Descriptive Statistics

This section provides computational details for the descriptive statistics that are computed for each aggregate loss sample. You can also save these statistics in an OUTSUM= data set by specifying appropriate keywords in the OUTSUM statement.

This section gives specific details about the moment statistics. For more information about the methods of computing percentile statistics, see the description of the PCTLDEF= option in the UNIVARIATE procedure in the Base SAS Procedures Guide: Statistical Procedures.

Standard algorithms (Fisher, 1973) are used to compute the moment statistics. The computational methods that the HPCDM procedure uses are consistent with those that other SAS procedures use for calculating descriptive statistics.

Mean

The sample mean is calculated as

\[  \bar{y} = \frac{\sum ^ n_{i=1} y_ i}{n}  \]

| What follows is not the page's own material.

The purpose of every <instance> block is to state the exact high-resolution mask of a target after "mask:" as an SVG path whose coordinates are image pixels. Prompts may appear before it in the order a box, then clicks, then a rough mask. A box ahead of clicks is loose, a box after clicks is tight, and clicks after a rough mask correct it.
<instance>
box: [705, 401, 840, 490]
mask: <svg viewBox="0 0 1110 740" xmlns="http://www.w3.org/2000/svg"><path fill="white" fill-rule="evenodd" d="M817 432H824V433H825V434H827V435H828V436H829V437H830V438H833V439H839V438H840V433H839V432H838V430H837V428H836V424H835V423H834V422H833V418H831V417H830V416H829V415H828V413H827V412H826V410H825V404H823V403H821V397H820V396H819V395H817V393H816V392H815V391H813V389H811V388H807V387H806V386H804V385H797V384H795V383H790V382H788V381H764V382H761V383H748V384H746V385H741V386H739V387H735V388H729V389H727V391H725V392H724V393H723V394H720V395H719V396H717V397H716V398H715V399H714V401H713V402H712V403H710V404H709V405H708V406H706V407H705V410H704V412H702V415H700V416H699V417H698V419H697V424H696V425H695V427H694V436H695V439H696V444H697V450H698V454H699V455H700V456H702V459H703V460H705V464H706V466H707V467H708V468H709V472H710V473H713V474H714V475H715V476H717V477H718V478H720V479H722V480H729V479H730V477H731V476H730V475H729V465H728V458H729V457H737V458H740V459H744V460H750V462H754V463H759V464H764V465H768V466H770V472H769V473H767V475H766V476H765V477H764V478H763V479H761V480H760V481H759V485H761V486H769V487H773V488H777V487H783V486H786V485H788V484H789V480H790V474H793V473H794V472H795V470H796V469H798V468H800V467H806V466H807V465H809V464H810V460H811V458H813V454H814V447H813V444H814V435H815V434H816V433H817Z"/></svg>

where $n$ is the size of the generated aggregate loss sample and $y_ i$ is the $i$th value of the aggregate loss.

Standard Deviation

The standard deviation is calculated as

\[  s = \sqrt { \frac{1}{d} \sum ^ n_{i=1} (y_ i-\bar{y})^2 }  \]

where $n$ is the size of the generated aggregate loss sample, $y_ i$ is the $i$th value of the aggregate loss, ${\bar{y}}$ is the sample mean, and $d$ is the divisor controlled by the VARDEF= option in the PROC HPCDM statement:

\[  d = \left\{  \begin{array}{cl} n-1 &  \mbox{if VARDEF=DF (default)} \\ n &  \mbox{if VARDEF=N} \end{array} \right.  \]

Skewness

The sample skewness, which measures the tendency of the deviations to be larger in one direction than in the other, is calculated as

\[  \frac{1}{d_ s} \sum _{i=1}^ n \left( \frac{y_ i-\bar{y}}{s} \right)^3  \]

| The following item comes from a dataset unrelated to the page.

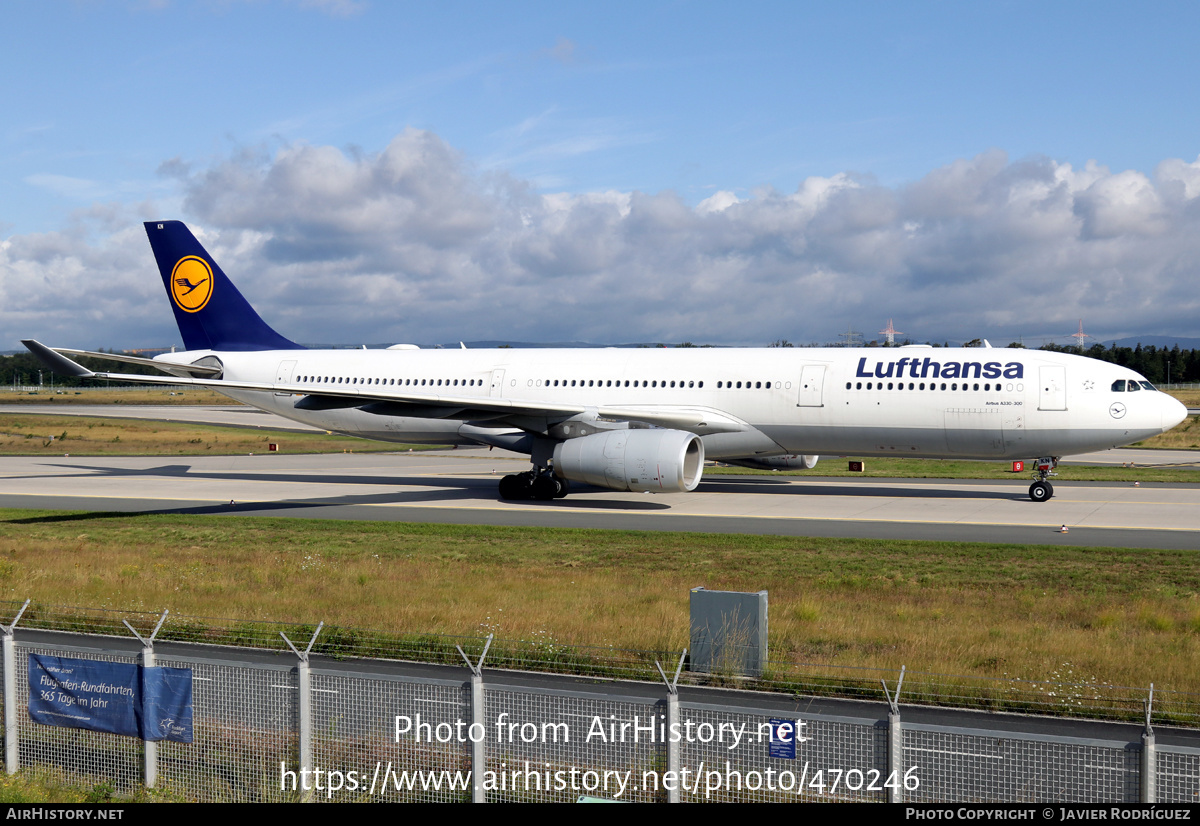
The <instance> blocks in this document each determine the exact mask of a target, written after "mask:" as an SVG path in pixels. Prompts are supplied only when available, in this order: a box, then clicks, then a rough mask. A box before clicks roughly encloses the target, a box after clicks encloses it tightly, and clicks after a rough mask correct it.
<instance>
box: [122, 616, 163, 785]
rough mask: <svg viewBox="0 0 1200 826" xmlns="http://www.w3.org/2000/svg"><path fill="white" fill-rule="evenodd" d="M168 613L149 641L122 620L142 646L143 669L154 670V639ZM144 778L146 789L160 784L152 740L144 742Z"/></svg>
mask: <svg viewBox="0 0 1200 826" xmlns="http://www.w3.org/2000/svg"><path fill="white" fill-rule="evenodd" d="M168 613H169V611H163V612H162V616H161V617H158V624H157V626H155V627H154V632H152V633H151V634H150V639H149V640H148V639H145V638H144V636H142V635H140V634H138V629H137V628H134V627H133V626H131V624H130V621H128V620H121V622H124V623H125V627H126V628H128V629H130V632H131V633H132V634H133V636H136V638H138V642H140V644H142V666H143V668H148V669H152V668H154V664H155V659H154V638H156V636H158V629H160V628H162V623H164V622H166V621H167V615H168ZM142 776H143V779H144V782H145V786H146V789H154V786H155V784H156V783H157V782H158V743H156V742H155V741H152V740H143V741H142Z"/></svg>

where $n$ is the size of the generated aggregate loss sample, $y_ i$ is the $i$th value of the aggregate loss, ${\bar{y}}$ is the sample mean, $s$ is the sample standard deviation, and $d_ s$ is the divisor controlled by the VARDEF= option in the PROC HPCDM statement:

\[  d_ s = \left\{  \begin{array}{cl} \frac{(n-1)(n-2)}{n} &  \mbox{if VARDEF=DF (default)} \\ n &  \mbox{if VARDEF=N} \end{array} \right.  \]

If VARDEF=DF, then $n$ must be greater than 2.

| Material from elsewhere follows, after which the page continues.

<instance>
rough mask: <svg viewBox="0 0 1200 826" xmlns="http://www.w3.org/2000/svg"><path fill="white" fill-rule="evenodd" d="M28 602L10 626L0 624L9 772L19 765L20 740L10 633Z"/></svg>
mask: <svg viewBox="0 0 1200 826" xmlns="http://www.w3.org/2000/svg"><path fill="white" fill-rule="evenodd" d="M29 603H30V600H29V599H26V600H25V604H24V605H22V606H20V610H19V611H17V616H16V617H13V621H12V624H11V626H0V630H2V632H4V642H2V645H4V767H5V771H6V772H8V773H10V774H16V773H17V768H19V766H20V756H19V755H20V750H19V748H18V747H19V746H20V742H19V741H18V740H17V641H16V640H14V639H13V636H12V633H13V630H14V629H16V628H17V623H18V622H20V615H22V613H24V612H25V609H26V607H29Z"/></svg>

The sample skewness can be positive or negative; it measures the asymmetry of the data distribution and estimates the theoretical skewness $\sqrt {\beta _1} = \mu _3 \mu _2^{-\frac{3}{2}}$, where $\mu _2$ and $\mu _3$ are the second and third central moments. Observations that are normally distributed should have a skewness near zero.

Kurtosis

The sample kurtosis, which measures the heaviness of tails, is calculated as in Table 4.2 depending on the value that you specify in the VARDEF= option.

Table 4.2: Formulas for Kurtosis

VARDEF Value

Formula

DF (default)

${\displaystyle \frac{n (n+1)}{(n-1)(n-2)(n-3)} \sum _{i=1}^ n \left( \frac{y_ i-\bar{y}}{s} \right)^4 - \frac{3 (n-1)^2}{(n-2)(n-3)}}$

N

${\displaystyle \frac{1}{n} \sum _{i=1}^ n \left( \frac{y_ i-\bar{y}}{s} \right)^4 - 3}$


In these formulas, $n$ is the size of the generated aggregate loss sample, $y_ i$ is the $i$th value of the aggregate loss, ${\bar{y}}$ is the sample mean, and $s$ is the sample standard deviation. If VARDEF=DF, then $n$ must be greater than 3.

The sample kurtosis measures the heaviness of the tails of the data distribution. It estimates the adjusted theoretical kurtosis denoted as $\beta _2-3$, where $\beta _2 = \frac{\mu _4}{{\mu _2}^2}$ and $\mu _4$ is the fourth central moment. Observations that are normally distributed should have a kurtosis near zero.